Dieser Prozess hat das Team natürlich seit letztem Oktober kontinuierlich beschäftigt und viel Zeit in Anspruch genommen. Außerdem ist Herlings, der nach wie vor aus der MX2-Teamstruktur um Pauls Jonass und Jorge Prado heraus agiert (und nicht aus dem De Carli-Team wie Cairoli und Coldenhoff), stark auf die Hilfe seines Teams angewiesen, um ihm – als Neuling in der MXGP – die gleichen Voraussetzungen zu bieten, die auch ein Tony Cairoli oder sein Landsmann Glenn Coldenhoff haben.

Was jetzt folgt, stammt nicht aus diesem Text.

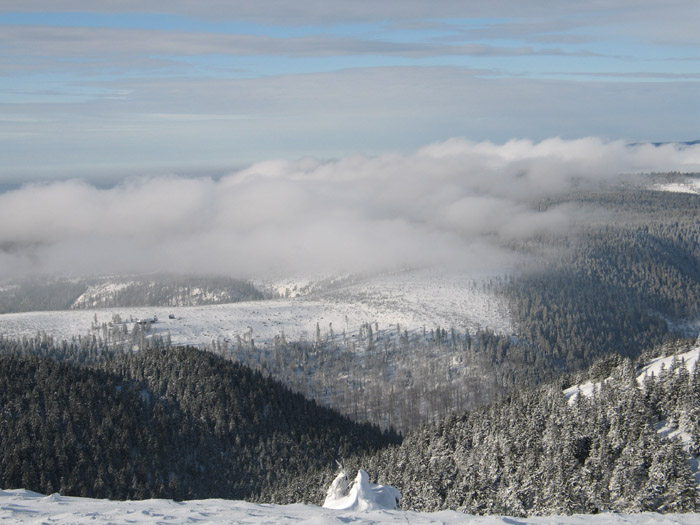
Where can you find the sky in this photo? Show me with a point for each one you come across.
(104, 90)
(322, 135)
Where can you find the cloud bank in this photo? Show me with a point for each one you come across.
(450, 202)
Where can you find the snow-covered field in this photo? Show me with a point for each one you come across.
(412, 299)
(687, 186)
(689, 359)
(22, 506)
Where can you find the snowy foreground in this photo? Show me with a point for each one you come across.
(22, 506)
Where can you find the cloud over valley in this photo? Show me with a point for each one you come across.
(455, 201)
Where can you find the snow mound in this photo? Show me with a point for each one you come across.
(360, 494)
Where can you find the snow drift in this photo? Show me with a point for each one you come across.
(360, 494)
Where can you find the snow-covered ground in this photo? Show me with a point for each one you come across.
(412, 299)
(21, 506)
(686, 186)
(663, 428)
(689, 359)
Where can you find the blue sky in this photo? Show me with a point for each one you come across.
(102, 90)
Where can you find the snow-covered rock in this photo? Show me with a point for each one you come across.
(360, 494)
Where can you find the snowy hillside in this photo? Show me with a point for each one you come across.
(689, 359)
(688, 185)
(22, 506)
(415, 299)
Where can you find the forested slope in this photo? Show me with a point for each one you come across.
(176, 423)
(535, 453)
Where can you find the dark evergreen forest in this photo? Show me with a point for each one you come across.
(486, 426)
(169, 423)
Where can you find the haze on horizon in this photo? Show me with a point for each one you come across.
(246, 138)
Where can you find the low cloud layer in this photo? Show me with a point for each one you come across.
(454, 201)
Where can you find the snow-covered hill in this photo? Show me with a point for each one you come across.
(22, 506)
(413, 299)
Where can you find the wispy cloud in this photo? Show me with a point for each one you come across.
(450, 202)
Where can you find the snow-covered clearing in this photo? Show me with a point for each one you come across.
(686, 186)
(412, 299)
(22, 506)
(689, 359)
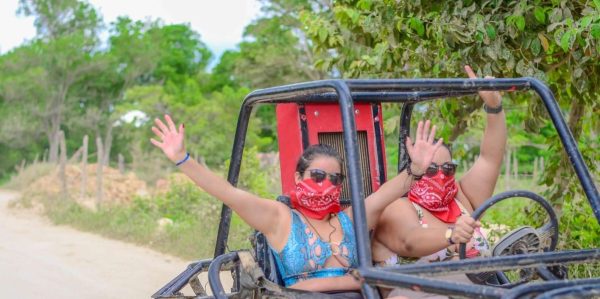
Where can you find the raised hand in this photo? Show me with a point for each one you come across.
(491, 98)
(171, 139)
(422, 151)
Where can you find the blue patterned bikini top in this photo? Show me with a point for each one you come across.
(304, 255)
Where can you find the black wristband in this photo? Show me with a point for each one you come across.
(492, 110)
(415, 176)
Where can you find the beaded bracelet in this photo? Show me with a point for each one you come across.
(187, 156)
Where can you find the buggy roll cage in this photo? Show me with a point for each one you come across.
(408, 92)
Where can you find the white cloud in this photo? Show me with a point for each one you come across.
(219, 23)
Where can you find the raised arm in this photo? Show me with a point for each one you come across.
(421, 154)
(261, 214)
(479, 182)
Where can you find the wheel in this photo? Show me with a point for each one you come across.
(523, 240)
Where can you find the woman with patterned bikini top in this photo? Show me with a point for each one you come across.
(313, 242)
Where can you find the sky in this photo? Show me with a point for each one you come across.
(220, 23)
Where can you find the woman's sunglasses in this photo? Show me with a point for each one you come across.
(319, 175)
(447, 168)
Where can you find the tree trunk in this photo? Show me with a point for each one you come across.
(63, 165)
(84, 167)
(99, 171)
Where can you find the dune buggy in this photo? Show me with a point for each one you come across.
(347, 115)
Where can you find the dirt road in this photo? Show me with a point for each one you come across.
(41, 260)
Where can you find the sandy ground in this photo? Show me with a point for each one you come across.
(41, 260)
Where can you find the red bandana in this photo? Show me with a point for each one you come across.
(316, 200)
(437, 195)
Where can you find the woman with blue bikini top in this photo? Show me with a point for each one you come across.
(313, 243)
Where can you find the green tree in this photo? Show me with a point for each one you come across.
(40, 76)
(555, 41)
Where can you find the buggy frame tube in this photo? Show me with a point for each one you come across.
(405, 116)
(344, 89)
(501, 263)
(177, 283)
(214, 271)
(382, 277)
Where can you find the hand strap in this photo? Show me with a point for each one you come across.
(492, 110)
(187, 157)
(415, 176)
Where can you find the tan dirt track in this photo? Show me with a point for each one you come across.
(41, 260)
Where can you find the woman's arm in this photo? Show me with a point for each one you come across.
(421, 154)
(479, 182)
(263, 215)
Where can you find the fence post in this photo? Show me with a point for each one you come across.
(507, 159)
(99, 170)
(516, 166)
(535, 169)
(84, 167)
(121, 164)
(63, 164)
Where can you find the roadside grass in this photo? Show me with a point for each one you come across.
(190, 220)
(20, 181)
(184, 220)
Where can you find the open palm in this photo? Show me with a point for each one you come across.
(171, 139)
(423, 150)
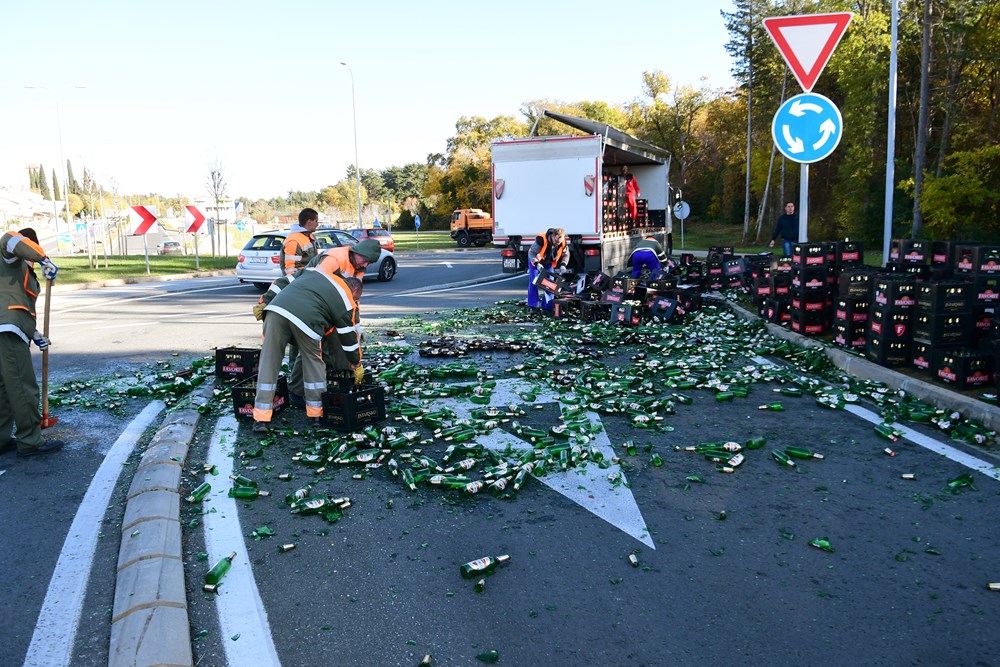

„Als ich zum ersten Mal auf dem Bike saß, versuchte ich noch, es wie eine 250er – also mit viel Drehzahl – zu fahren. Mit der 450er musst du das gar nicht machen, da die Power nicht dort zu finden ist“, so Banks. „Auf diese Weise wirst du auch zu schnell müde. Meiner Meinung nach ist er noch in der Entwicklungsphase, wird aber jedes Mal besser, wenn er auf die Strecke geht.“

„Wir hatten einige Setups für ihn vorbereitet – ein amerikanisches, ein europäisches und jene, die Tony und Glenn benutzen – ehrlich gesagt sind sich momentan aber alle recht ähnlich. Nach dem Ausschlussprinzip haben wir dann ein Paket zusammengestellt, das auf allen Strecken funktioniert. Beim Mapping hast du viel Spielraum zum Tunen. So kann er es genau so einstellen wie er es möchte. Ich würde sagen, dass wir Ende November letzten Jahres ein gutes Paket zusammen hatten …“

Die Änderungen für Herlings umfassen sogar den Lenker. „Jetzt haben wir außerdem einen Map-Select-Switch. Den hatten wir auf der 250er nicht“, kommentiert Banks, während er seinen Daumen auf den Schalter am linken Griff legt. „So kann er von einer Zündkurve, die für den Start ausgelegt ist, auf eine etwas weniger aggressive wechseln, wenn die Strecke brutaler werden sollte. Wir können sie außerdem flacher machen, damit ihm das Bike nicht unterm Hintern wegschießt.“

Seit seinem Grand-Prix-Debut als gehypter Fünfzehnjähriger musste Herlings mit Druck, Erwartungen und dem Rampenlicht fertigwerden. In den letzten zwei Jahren haben zwar ‚Rookies‘ beide Titel in der MXGP geholt, allerdings waren weder Romain Febvre noch Tim Gajser beim ersten Lauf verletzt. In über 30 verbleibenden Rennen in der Saison 2017 kann alles passieren. Schließlich ist dieser Sport notorisch unberechenbar. Dennoch sind sich wohl alle MXGP-Fans in einem einig: Dass die Nummer 84 irgendwann in den nächsten sechs Monaten ganz oben auf dem Podium zu finden sein wird.